If a student of mine wrote this poem, I might wince internally, but I wouldn't really be able to say anything negative other than that the student had produced a kind of poem that I'm not particularly interested in, a poem whose philosophical underpinnings I find questionable at best. And even here, as I said earlier, I myself would be guilty of concealing the fact that the poem put a lump in my throat. What kind of dishonesty is that? Whence my wince? Mary Oliver appears to have written the poem she wanted to, in the way best suited to the ends she wanted to achieve. Is it a bad poem? Is it "objectively" funny as a result of some failure of consciousness on Oliver's part? Is it possible to make the argument that a certain type of poem should not be written at all? Such an argument would clearly have nothing to do with craft per se, but would at base be a position founded on attitudes--many, though not necessarily all of them, unexamined--surrounding taste. Too often, these attitudes give rise to a weird process of reification in which the persons possessing them feel justified in projecting such taste onto matters of technical execution.

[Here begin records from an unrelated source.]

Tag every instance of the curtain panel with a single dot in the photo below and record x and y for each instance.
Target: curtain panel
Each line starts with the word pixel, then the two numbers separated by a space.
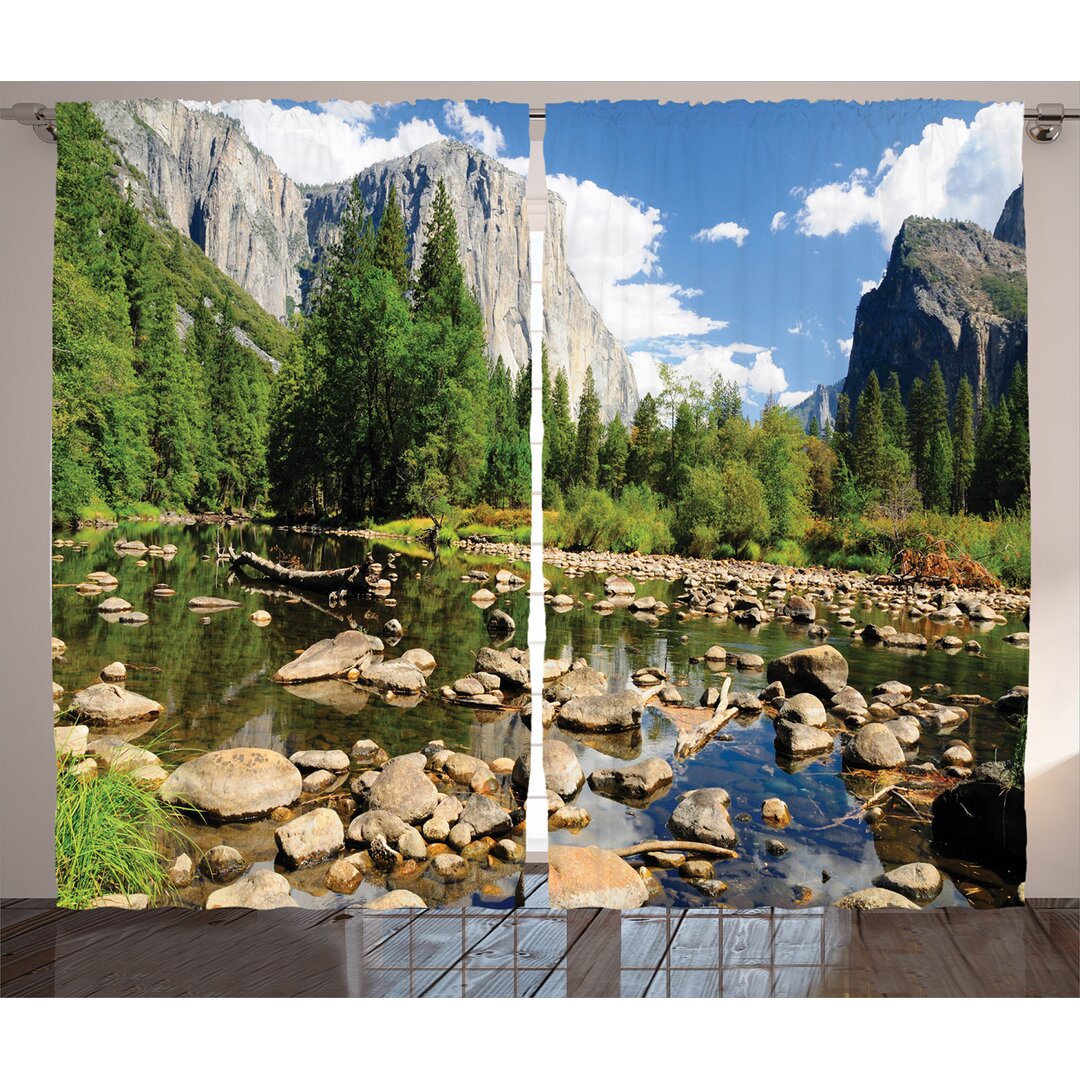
pixel 291 432
pixel 786 504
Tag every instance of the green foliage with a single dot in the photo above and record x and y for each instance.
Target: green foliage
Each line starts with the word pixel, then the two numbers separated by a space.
pixel 1007 291
pixel 109 834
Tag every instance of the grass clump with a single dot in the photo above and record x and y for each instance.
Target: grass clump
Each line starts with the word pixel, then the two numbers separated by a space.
pixel 109 837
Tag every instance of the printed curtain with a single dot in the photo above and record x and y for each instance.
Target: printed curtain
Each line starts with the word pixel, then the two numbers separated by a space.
pixel 785 483
pixel 291 484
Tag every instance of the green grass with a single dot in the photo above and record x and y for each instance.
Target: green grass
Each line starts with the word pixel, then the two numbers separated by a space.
pixel 109 833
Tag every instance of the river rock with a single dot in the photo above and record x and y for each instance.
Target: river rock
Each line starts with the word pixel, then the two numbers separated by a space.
pixel 913 880
pixel 485 817
pixel 800 740
pixel 592 877
pixel 234 784
pixel 395 676
pixel 875 899
pixel 635 782
pixel 605 712
pixel 332 760
pixel 804 709
pixel 113 673
pixel 223 863
pixel 774 812
pixel 404 791
pixel 310 838
pixel 799 609
pixel 873 746
pixel 113 605
pixel 511 673
pixel 70 740
pixel 1013 703
pixel 821 671
pixel 106 704
pixel 331 658
pixel 561 768
pixel 261 891
pixel 702 815
pixel 397 900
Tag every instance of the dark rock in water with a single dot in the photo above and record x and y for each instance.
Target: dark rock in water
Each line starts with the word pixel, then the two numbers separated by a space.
pixel 634 783
pixel 821 671
pixel 1013 703
pixel 604 712
pixel 500 624
pixel 983 819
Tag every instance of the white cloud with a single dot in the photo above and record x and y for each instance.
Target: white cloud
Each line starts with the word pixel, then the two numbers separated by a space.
pixel 611 239
pixel 791 397
pixel 324 146
pixel 724 230
pixel 760 377
pixel 475 130
pixel 955 171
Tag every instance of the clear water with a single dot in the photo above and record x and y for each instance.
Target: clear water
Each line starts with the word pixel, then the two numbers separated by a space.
pixel 214 677
pixel 819 794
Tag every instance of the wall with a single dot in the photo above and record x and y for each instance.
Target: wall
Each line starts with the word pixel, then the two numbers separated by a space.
pixel 1053 239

If we set out to wage war against poems like "The Kitten," we should not fool ourselves into thinking that we can deploy an ideologically neutral appeal to craft as our sole weapon. Nor should we pretend that the ideologically loaded appeal of the poem in question is one to which we are immune purely by virtue of announcing our staunch resistance.
* I don't know what to do with this, really, but "reckless blossoms" can also be read as an allusion to Aeschylus' Agamemnon, or at least to the 1914 Harvard Classics translation by E. D. A. Morshead, in which Aegisthus refers to slanderous words as "reckless blossoms of the tongue." Or maybe it's just a coincidence.